01 August 2017
I get asked this question in my job frequently in the first half of 2017. I’d say the confidence and momentum are slowly picking up from a very fragile point. There is a pattern of recent transactions and unremitting appetite for shops within a size range of 800 to 2,000 sq ft instead of a strong desire towards big flagships over 20,000 sq ft. The lump sum rental (more so the rental per sq ft) plays a pivotal factor for brands to press that green light over a shop taking decision.
It’s been quite a hard-hitting lesson for retail landlords to witness the transformation of the retail market over the past three years. High street landlords are no longer sceptical about the long vacancies and short tenures hence they are realistically reducing rental by half or more than half from the market’s peak to renew or sign up with reputable and stable tenants. International retailers, more we could see those who sell premium confectionery, designer lingerie collection and lifestyle goods with a key focus on millennials and female consumers are leveraging the adjusted rental on first tier street locations to expand. They can decide swiftly for shops with a monthly rental under HKD800,000 that come with a good shopfront.

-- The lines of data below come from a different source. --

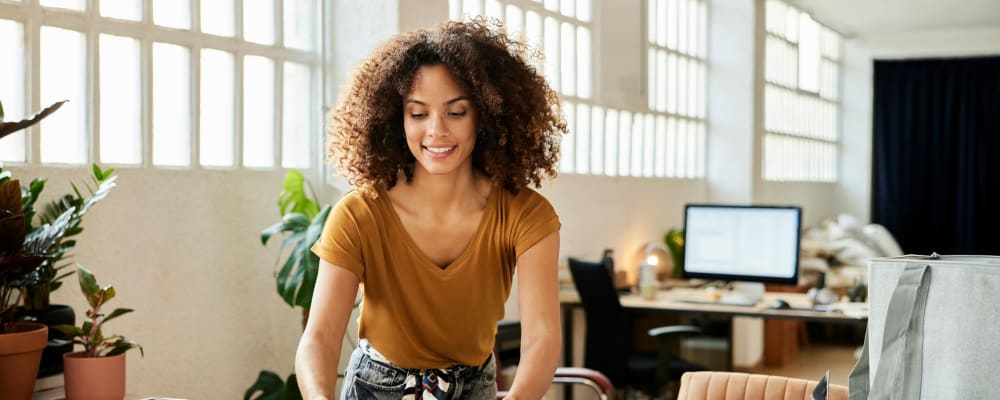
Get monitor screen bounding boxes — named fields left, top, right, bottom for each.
left=684, top=204, right=802, bottom=285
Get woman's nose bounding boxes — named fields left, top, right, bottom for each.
left=427, top=113, right=448, bottom=136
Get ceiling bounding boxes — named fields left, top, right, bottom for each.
left=787, top=0, right=1000, bottom=38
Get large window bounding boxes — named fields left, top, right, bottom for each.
left=763, top=0, right=840, bottom=182
left=646, top=0, right=708, bottom=178
left=451, top=0, right=707, bottom=178
left=0, top=0, right=322, bottom=169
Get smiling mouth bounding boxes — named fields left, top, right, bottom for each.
left=424, top=146, right=456, bottom=154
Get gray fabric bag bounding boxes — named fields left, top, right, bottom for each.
left=849, top=254, right=1000, bottom=400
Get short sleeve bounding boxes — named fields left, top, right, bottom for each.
left=312, top=192, right=365, bottom=280
left=512, top=188, right=562, bottom=258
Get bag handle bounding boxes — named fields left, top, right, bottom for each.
left=848, top=263, right=930, bottom=400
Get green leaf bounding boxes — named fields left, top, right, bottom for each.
left=101, top=285, right=115, bottom=304
left=105, top=338, right=146, bottom=357
left=243, top=371, right=285, bottom=400
left=260, top=222, right=287, bottom=246
left=101, top=308, right=135, bottom=325
left=295, top=253, right=319, bottom=308
left=276, top=252, right=302, bottom=307
left=278, top=169, right=319, bottom=218
left=76, top=265, right=101, bottom=307
left=51, top=325, right=84, bottom=337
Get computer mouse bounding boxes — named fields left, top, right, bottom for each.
left=770, top=299, right=792, bottom=310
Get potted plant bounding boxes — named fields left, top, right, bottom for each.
left=0, top=101, right=117, bottom=376
left=0, top=98, right=75, bottom=399
left=0, top=181, right=73, bottom=399
left=53, top=266, right=144, bottom=400
left=243, top=170, right=332, bottom=400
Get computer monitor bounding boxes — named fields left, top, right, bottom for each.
left=684, top=204, right=802, bottom=286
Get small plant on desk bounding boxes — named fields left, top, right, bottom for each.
left=53, top=266, right=143, bottom=399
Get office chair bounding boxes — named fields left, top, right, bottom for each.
left=493, top=320, right=615, bottom=400
left=677, top=371, right=848, bottom=400
left=569, top=257, right=704, bottom=397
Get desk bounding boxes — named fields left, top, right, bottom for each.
left=559, top=288, right=868, bottom=378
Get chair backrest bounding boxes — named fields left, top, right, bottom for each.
left=569, top=257, right=632, bottom=387
left=677, top=371, right=847, bottom=400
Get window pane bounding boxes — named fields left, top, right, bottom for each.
left=285, top=0, right=316, bottom=50
left=201, top=0, right=236, bottom=36
left=576, top=26, right=594, bottom=99
left=39, top=0, right=87, bottom=10
left=799, top=13, right=819, bottom=92
left=545, top=17, right=560, bottom=91
left=505, top=5, right=524, bottom=40
left=0, top=19, right=26, bottom=162
left=486, top=0, right=503, bottom=20
left=153, top=0, right=191, bottom=29
left=576, top=0, right=591, bottom=22
left=198, top=49, right=236, bottom=167
left=281, top=62, right=316, bottom=168
left=39, top=26, right=87, bottom=164
left=243, top=56, right=274, bottom=167
left=100, top=35, right=142, bottom=164
left=559, top=22, right=576, bottom=96
left=243, top=0, right=274, bottom=44
left=101, top=0, right=142, bottom=21
left=153, top=43, right=191, bottom=166
left=559, top=101, right=577, bottom=174
left=462, top=0, right=483, bottom=19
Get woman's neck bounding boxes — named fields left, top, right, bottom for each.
left=397, top=166, right=490, bottom=210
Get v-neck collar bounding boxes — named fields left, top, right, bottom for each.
left=379, top=183, right=502, bottom=275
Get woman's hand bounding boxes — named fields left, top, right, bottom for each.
left=295, top=259, right=360, bottom=400
left=506, top=232, right=562, bottom=400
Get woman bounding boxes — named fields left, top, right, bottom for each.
left=295, top=20, right=566, bottom=399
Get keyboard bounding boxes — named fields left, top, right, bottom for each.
left=672, top=295, right=760, bottom=307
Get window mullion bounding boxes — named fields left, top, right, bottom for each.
left=84, top=0, right=101, bottom=165
left=24, top=1, right=42, bottom=164
left=271, top=0, right=284, bottom=168
left=271, top=59, right=285, bottom=168
left=139, top=0, right=153, bottom=168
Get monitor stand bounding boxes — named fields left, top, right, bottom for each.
left=719, top=281, right=764, bottom=306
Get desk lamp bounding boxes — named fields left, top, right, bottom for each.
left=635, top=242, right=670, bottom=299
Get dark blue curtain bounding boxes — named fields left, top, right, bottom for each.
left=872, top=57, right=1000, bottom=255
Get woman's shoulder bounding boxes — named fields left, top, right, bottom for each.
left=335, top=189, right=385, bottom=216
left=494, top=186, right=551, bottom=209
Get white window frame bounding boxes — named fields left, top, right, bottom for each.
left=0, top=0, right=322, bottom=170
left=450, top=0, right=707, bottom=179
left=761, top=0, right=843, bottom=183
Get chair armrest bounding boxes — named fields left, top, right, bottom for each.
left=649, top=325, right=701, bottom=337
left=497, top=367, right=615, bottom=400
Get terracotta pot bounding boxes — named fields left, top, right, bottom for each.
left=0, top=322, right=49, bottom=399
left=15, top=304, right=76, bottom=378
left=63, top=351, right=125, bottom=400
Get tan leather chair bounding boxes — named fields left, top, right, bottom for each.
left=677, top=371, right=847, bottom=400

So which industry is driving the benefactors for portfolio mall landlords to boost shoppers traffic and sales spending? Contemporary Food and Beverage concepts with award-winning chefs continue to emerge with premium coffee and confectionery brands. When these offerings come in a decorative thematic fit out and through an exhibition of promotion, consumers love to check in and share on social media which also plays an enormously powerful marketing tool for the malls. Having grown up as a coffee guru myself who’s spoilt with the finest coffee in Australia, I am excited to see more and more quality coffee offerings spreading in Hong Kong either partnering with a retail brand to create a crossover concept store or entering the market to launch its first standalone café with a coffee academy feature.
Fresh skincare brands relatively new to Hong Kong like to engage with celebrities who carry a fresh and healthy look to become their brand ambassador. It has been increasingly widespread to gratify consumers and to complement further growth in the volume of sales for skincare and cosmetic labels. When it comes to fashion, leading designers’ seasonal collection at discounted price points are what the consumers are seeking for and appreciating nowadays.

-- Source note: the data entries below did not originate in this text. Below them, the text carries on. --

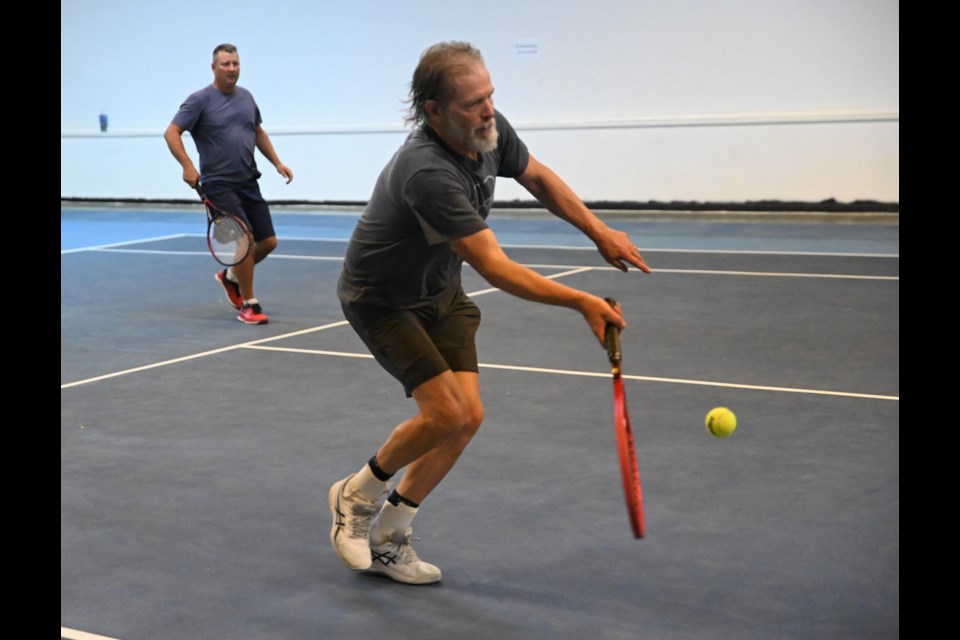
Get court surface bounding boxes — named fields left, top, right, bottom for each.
left=60, top=204, right=900, bottom=640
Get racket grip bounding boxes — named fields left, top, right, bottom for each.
left=603, top=298, right=620, bottom=364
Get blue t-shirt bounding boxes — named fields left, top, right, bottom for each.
left=337, top=112, right=530, bottom=308
left=173, top=85, right=262, bottom=182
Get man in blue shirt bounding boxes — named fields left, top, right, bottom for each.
left=163, top=44, right=293, bottom=324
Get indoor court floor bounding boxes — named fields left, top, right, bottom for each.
left=60, top=203, right=900, bottom=640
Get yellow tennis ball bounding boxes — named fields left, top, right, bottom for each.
left=706, top=407, right=737, bottom=438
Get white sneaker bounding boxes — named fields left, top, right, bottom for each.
left=370, top=529, right=441, bottom=584
left=330, top=475, right=379, bottom=571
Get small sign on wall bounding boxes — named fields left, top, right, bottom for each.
left=513, top=39, right=540, bottom=60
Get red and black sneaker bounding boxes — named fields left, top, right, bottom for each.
left=213, top=269, right=243, bottom=309
left=237, top=302, right=269, bottom=324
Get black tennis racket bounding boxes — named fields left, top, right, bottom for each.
left=197, top=184, right=250, bottom=267
left=604, top=298, right=647, bottom=538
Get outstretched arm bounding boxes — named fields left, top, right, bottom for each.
left=163, top=123, right=200, bottom=189
left=517, top=156, right=651, bottom=273
left=256, top=125, right=293, bottom=184
left=450, top=229, right=627, bottom=344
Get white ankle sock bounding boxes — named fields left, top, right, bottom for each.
left=344, top=464, right=387, bottom=502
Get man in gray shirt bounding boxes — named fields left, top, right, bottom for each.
left=163, top=44, right=293, bottom=324
left=329, top=42, right=650, bottom=584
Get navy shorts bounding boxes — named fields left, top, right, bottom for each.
left=203, top=180, right=277, bottom=242
left=341, top=287, right=480, bottom=397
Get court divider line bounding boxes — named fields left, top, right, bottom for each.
left=243, top=345, right=900, bottom=402
left=60, top=267, right=594, bottom=391
left=86, top=247, right=900, bottom=280
left=60, top=265, right=900, bottom=402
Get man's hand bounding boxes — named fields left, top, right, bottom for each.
left=595, top=228, right=652, bottom=273
left=580, top=294, right=627, bottom=348
left=183, top=165, right=200, bottom=189
left=276, top=162, right=293, bottom=184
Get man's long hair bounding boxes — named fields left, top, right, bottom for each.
left=405, top=41, right=483, bottom=126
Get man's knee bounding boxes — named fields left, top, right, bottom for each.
left=257, top=236, right=277, bottom=253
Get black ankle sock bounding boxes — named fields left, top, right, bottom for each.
left=367, top=455, right=393, bottom=482
left=387, top=489, right=420, bottom=509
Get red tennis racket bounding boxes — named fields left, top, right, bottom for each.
left=197, top=184, right=250, bottom=267
left=604, top=298, right=647, bottom=539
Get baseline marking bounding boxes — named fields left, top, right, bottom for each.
left=244, top=345, right=900, bottom=402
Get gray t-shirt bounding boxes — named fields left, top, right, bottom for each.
left=337, top=112, right=530, bottom=308
left=173, top=85, right=262, bottom=182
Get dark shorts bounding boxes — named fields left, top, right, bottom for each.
left=341, top=288, right=480, bottom=397
left=203, top=180, right=277, bottom=242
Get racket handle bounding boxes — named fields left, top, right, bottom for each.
left=603, top=298, right=620, bottom=364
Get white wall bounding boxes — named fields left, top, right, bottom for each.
left=60, top=0, right=900, bottom=202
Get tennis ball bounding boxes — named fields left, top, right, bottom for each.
left=706, top=407, right=737, bottom=438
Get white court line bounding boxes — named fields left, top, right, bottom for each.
left=245, top=345, right=900, bottom=402
left=500, top=244, right=900, bottom=258
left=60, top=233, right=189, bottom=255
left=60, top=320, right=347, bottom=390
left=60, top=627, right=117, bottom=640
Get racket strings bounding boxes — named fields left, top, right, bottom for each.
left=210, top=216, right=250, bottom=258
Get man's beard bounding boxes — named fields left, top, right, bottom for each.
left=444, top=118, right=500, bottom=153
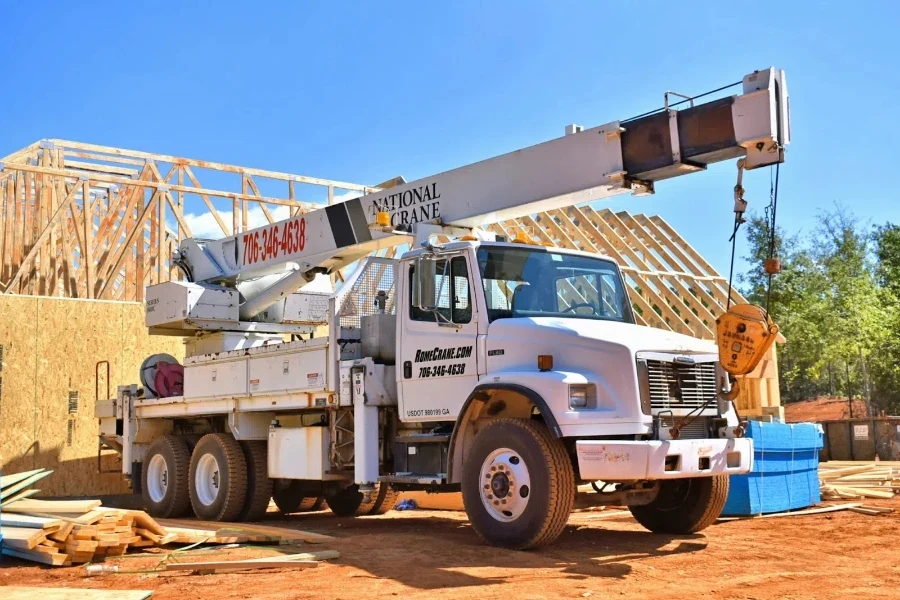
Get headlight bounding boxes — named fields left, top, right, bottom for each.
left=569, top=385, right=595, bottom=408
left=637, top=359, right=653, bottom=415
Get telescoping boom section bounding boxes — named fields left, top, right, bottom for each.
left=181, top=68, right=790, bottom=281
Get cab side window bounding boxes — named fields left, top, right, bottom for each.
left=409, top=256, right=472, bottom=324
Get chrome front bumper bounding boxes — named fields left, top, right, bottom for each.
left=575, top=438, right=753, bottom=481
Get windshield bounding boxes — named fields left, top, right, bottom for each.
left=478, top=246, right=634, bottom=323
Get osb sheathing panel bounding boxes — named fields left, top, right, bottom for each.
left=0, top=296, right=184, bottom=496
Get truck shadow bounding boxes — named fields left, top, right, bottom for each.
left=270, top=512, right=707, bottom=589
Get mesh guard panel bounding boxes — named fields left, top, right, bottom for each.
left=337, top=257, right=397, bottom=329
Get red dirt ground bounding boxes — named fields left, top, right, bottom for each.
left=0, top=499, right=900, bottom=600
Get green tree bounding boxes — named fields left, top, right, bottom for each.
left=741, top=205, right=900, bottom=411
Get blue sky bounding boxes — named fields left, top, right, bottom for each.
left=0, top=0, right=900, bottom=273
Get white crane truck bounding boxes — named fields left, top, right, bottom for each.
left=96, top=69, right=789, bottom=548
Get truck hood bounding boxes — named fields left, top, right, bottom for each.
left=488, top=317, right=718, bottom=354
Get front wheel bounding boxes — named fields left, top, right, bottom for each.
left=462, top=419, right=575, bottom=550
left=629, top=475, right=728, bottom=535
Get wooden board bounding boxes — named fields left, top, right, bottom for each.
left=0, top=527, right=47, bottom=550
left=3, top=586, right=153, bottom=600
left=166, top=558, right=319, bottom=574
left=158, top=519, right=335, bottom=544
left=0, top=512, right=65, bottom=529
left=0, top=546, right=69, bottom=564
left=397, top=492, right=465, bottom=511
left=0, top=469, right=44, bottom=489
left=0, top=470, right=53, bottom=500
left=5, top=500, right=102, bottom=516
left=241, top=550, right=341, bottom=562
left=0, top=488, right=41, bottom=508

Upcoming mall developments are implementing the above when sourcing target tenants. The extension of Ocean Terminal with OP granted in Q2 2017 is housing Food and Beverage from renowned international European concepts and creative Asian cuisines. Retail portion of Lee Garden Three in Causeway Bay will primarily target affluent millennials and committing to premium lifestyle, tech savvy trades as well as inventive F&B which will dominate a generous portion of the retail percentage. The project is expected to be complete and open by Q1 2018. Operational grade A malls are also undergoing a facelift on their present tenant mix without interrupting the significant positioning and overall theme of the mall.

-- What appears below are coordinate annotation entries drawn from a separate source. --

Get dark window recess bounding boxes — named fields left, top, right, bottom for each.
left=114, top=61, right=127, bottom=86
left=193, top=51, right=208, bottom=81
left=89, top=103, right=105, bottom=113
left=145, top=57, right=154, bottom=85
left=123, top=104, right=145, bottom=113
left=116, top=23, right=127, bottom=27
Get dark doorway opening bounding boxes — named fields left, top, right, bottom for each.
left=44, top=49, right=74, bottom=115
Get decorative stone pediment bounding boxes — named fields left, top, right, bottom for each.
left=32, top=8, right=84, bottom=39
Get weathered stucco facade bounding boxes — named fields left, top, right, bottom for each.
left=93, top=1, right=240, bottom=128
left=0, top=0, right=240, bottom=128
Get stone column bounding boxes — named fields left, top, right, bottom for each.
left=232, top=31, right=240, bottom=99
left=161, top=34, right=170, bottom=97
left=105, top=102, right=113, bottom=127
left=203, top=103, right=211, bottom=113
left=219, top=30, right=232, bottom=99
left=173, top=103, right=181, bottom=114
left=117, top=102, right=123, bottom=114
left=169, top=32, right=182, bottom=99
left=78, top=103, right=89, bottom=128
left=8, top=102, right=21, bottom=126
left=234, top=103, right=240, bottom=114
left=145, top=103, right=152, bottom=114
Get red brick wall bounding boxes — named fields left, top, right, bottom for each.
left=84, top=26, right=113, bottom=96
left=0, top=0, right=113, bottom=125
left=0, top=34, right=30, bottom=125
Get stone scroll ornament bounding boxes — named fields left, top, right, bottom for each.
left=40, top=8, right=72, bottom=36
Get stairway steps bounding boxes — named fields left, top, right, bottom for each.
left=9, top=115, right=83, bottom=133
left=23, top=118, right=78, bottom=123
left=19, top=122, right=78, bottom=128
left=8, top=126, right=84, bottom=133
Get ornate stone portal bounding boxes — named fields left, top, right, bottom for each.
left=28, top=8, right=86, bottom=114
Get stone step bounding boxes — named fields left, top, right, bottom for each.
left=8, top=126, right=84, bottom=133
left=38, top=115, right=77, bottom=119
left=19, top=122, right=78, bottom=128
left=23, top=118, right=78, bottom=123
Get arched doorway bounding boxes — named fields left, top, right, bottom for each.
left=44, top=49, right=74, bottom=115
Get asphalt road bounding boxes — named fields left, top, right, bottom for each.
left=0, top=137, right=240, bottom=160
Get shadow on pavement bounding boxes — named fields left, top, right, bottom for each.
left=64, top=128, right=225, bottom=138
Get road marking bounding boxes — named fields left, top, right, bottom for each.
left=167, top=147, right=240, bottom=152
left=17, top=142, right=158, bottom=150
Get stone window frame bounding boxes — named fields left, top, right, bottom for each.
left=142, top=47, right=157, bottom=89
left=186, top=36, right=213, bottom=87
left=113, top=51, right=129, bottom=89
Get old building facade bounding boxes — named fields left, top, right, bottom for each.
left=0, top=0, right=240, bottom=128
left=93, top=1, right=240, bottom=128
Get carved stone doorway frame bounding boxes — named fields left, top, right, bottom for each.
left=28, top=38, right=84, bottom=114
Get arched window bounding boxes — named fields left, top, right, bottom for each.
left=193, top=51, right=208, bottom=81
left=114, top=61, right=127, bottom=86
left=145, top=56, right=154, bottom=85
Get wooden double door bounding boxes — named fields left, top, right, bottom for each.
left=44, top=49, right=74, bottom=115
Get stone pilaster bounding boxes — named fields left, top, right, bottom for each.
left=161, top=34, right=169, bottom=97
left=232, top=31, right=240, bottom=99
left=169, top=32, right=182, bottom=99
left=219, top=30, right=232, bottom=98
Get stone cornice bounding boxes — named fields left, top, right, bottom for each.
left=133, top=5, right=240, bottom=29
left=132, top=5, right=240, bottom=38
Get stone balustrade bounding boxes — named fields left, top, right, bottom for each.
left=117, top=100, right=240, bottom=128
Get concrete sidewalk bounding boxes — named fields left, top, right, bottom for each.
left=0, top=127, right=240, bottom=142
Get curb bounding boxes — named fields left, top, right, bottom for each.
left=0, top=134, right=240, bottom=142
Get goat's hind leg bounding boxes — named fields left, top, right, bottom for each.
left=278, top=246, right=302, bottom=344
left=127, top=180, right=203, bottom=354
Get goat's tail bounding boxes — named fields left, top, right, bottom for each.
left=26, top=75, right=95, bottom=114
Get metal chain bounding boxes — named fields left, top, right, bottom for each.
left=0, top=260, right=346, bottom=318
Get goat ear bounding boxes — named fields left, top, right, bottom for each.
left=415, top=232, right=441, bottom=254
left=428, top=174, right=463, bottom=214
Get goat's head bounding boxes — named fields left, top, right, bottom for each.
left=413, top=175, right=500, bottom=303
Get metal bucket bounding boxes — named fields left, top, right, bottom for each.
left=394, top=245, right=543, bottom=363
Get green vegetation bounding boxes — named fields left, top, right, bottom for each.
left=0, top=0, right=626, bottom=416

Tourism has witnessed a double digit growth YOY in H1 2017 and retail sales have slightly improved by a single digit percentage. I don’t see a real bottom out on the rental as yet due to the large vacancies and the haze created in the retail market over the last 3 years. However, I do expect rental concessions to become thinner for the remaining of H2 2017. With confidence steadily picking up, it may lead to a plausible moderate rental increase in 2018. The number of local shoppers and consumers sales will continue to edge upward and remain as the respectable loyalty focus group for brands growing in Hong Kong.